Revelations of a responsible literary citizen

  • 26 March 2008

While rummaging in my car the other day I discovered Eudora Welty and James Herriot pressed together intimately in the trunk, which I bet is a sentence never written before. My first thought after finding them face to face was who would win a fist fight between Eudora Welty and James Herriot’s wife Joan. My next was to wonder if anyone other than me carries books in their cars in case of reading emergencies and unforeseen opportunities. So I took it upon myself to ask, being a responsible literary citizen. Interestingly, the answer turns out to be pretty much universally yes.

Also interesting is the vast range of books themselves. They included dictionaries, novels, atlases, cookbooks, phone directories, comic books, histories, biographies, audio books, manuals of all sorts, bibles, wine-tasting notes, books of knitting patterns, books of sheet music, books about breastfeeding, and a handbook on vipassana meditative practice. A naturalist in Hawaii had two notebooks of her own research into how one in five albatrosses is gay and only female frigate birds are thieves. A novelist had Evelyn Waugh and The Rules of Golf.

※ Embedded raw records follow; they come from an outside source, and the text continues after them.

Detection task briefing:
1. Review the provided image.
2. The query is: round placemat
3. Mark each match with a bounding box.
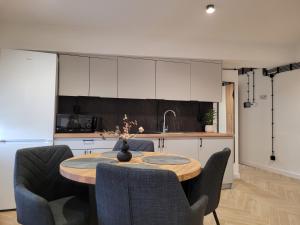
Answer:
[118,163,160,169]
[61,158,117,169]
[143,155,191,165]
[101,151,144,158]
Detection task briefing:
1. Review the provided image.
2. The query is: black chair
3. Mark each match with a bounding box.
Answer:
[14,146,89,225]
[187,148,231,225]
[96,164,207,225]
[113,139,154,152]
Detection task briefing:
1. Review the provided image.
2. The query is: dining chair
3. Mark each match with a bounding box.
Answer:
[96,164,208,225]
[113,139,154,152]
[14,145,89,225]
[186,148,231,225]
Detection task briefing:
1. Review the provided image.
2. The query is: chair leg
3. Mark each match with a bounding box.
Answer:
[213,210,220,225]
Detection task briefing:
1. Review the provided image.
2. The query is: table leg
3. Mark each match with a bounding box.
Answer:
[89,185,98,225]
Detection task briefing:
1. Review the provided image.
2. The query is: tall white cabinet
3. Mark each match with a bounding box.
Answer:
[156,61,191,101]
[59,55,90,96]
[89,57,118,98]
[118,57,155,99]
[191,62,222,102]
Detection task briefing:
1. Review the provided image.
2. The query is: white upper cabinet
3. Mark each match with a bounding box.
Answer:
[118,57,155,99]
[156,61,191,101]
[191,62,222,102]
[59,55,90,96]
[89,58,118,98]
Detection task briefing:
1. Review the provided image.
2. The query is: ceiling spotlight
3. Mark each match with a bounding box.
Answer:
[206,4,216,14]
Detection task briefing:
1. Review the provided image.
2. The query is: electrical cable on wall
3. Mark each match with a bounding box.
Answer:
[244,73,252,108]
[270,74,276,161]
[252,70,255,106]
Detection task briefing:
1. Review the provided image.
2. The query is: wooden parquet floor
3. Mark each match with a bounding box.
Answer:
[0,165,300,225]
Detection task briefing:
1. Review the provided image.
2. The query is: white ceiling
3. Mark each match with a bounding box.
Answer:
[0,0,300,67]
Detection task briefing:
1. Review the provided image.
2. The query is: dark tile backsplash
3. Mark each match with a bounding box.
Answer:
[58,96,213,133]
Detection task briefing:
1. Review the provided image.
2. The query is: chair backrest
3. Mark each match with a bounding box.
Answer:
[187,148,231,215]
[96,164,195,225]
[113,139,154,152]
[14,145,78,201]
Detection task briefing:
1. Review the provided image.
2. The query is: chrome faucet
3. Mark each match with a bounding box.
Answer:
[163,110,176,133]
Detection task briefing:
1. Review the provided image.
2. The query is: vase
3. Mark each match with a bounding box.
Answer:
[117,140,132,162]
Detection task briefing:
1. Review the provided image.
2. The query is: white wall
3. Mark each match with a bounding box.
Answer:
[0,24,295,66]
[239,70,300,179]
[222,70,240,178]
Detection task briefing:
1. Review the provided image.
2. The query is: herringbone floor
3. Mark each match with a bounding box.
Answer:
[0,166,300,225]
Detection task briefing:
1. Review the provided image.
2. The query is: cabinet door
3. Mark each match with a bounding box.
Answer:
[199,138,234,184]
[118,57,155,99]
[156,61,191,100]
[191,62,222,102]
[59,55,90,96]
[89,58,118,98]
[161,138,199,160]
[139,138,161,152]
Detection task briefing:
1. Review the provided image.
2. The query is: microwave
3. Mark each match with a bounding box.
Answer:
[56,114,98,133]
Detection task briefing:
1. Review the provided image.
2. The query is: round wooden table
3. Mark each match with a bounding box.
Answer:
[60,152,201,225]
[60,152,201,184]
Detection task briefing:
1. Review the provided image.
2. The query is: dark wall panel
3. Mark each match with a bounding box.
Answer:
[58,96,213,132]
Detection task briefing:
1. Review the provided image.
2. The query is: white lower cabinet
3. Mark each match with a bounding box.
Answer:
[54,138,117,156]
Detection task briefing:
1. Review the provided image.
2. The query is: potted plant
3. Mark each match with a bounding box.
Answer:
[203,109,216,132]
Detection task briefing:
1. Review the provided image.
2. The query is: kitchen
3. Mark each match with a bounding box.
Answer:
[0,0,300,225]
[0,49,238,213]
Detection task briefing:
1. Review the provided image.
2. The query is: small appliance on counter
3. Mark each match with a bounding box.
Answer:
[56,114,101,133]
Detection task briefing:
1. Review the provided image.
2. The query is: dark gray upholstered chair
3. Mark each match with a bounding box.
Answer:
[113,139,154,152]
[187,148,231,225]
[14,145,89,225]
[96,164,207,225]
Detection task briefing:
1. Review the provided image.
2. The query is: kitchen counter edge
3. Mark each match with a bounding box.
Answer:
[54,132,233,139]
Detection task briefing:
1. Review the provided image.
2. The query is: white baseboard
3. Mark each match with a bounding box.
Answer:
[241,161,300,180]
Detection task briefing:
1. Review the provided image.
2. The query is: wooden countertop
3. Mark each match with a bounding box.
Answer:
[54,132,233,138]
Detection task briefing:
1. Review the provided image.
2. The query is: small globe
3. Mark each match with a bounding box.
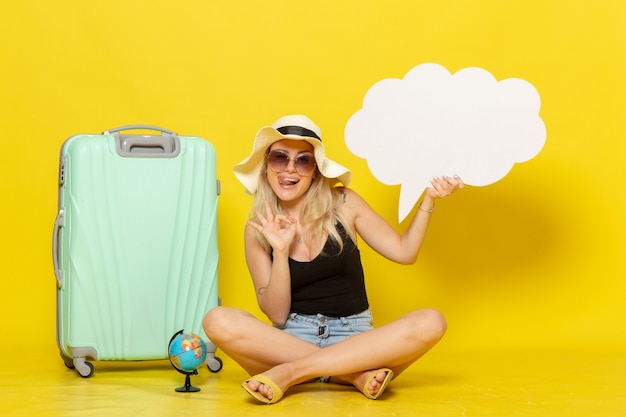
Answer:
[168,333,206,373]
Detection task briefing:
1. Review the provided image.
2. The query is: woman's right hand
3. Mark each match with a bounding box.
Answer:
[248,201,296,254]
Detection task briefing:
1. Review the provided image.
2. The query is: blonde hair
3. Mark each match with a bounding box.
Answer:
[250,162,352,253]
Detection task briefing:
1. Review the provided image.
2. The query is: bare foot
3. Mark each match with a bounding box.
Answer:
[245,379,274,400]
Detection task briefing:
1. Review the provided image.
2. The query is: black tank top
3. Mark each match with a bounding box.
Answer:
[289,223,369,317]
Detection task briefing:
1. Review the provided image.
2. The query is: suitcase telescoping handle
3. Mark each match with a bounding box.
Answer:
[103,125,180,158]
[103,125,176,135]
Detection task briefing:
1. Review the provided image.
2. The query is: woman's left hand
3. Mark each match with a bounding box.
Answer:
[426,175,465,200]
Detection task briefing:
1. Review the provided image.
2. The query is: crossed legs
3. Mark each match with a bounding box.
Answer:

A dentist had books about railroads and circuses. A doctor had only books by doctors. A chancellor had comic books.

A publisher had 20 copies of one of the books he had published. A great novelist had 20 kg of string quartet music. A woman in Alaska had every single book she owned because she was moving from one apartment to another. A winery owner had wine-tasting notes which he noticed were all garbled at the end. A baseball maniac had David Shield’s oddly hilarious Baseball is Just Baseball, the gnomic sayings of Mariners’ outfielder Ichiro Suzuki.

A friend in Australia had The Story of the tMelbourne Cricket Ground. Another Australian had the wild American jazz poet Mezz Mezzrow’s Really the Blues. The greatest travel writer in the world, Jan Morris, had dictionaries in French, Spanish, German, and Italian. One woman in London had books about Margaret Thatcher and rats and another had Baby’s First Catholic Bible and Salmon Fishing on the Yemen. One priest carried a manual on how to preside over last rites and another books about how to preside over weddings and how to grow camellias.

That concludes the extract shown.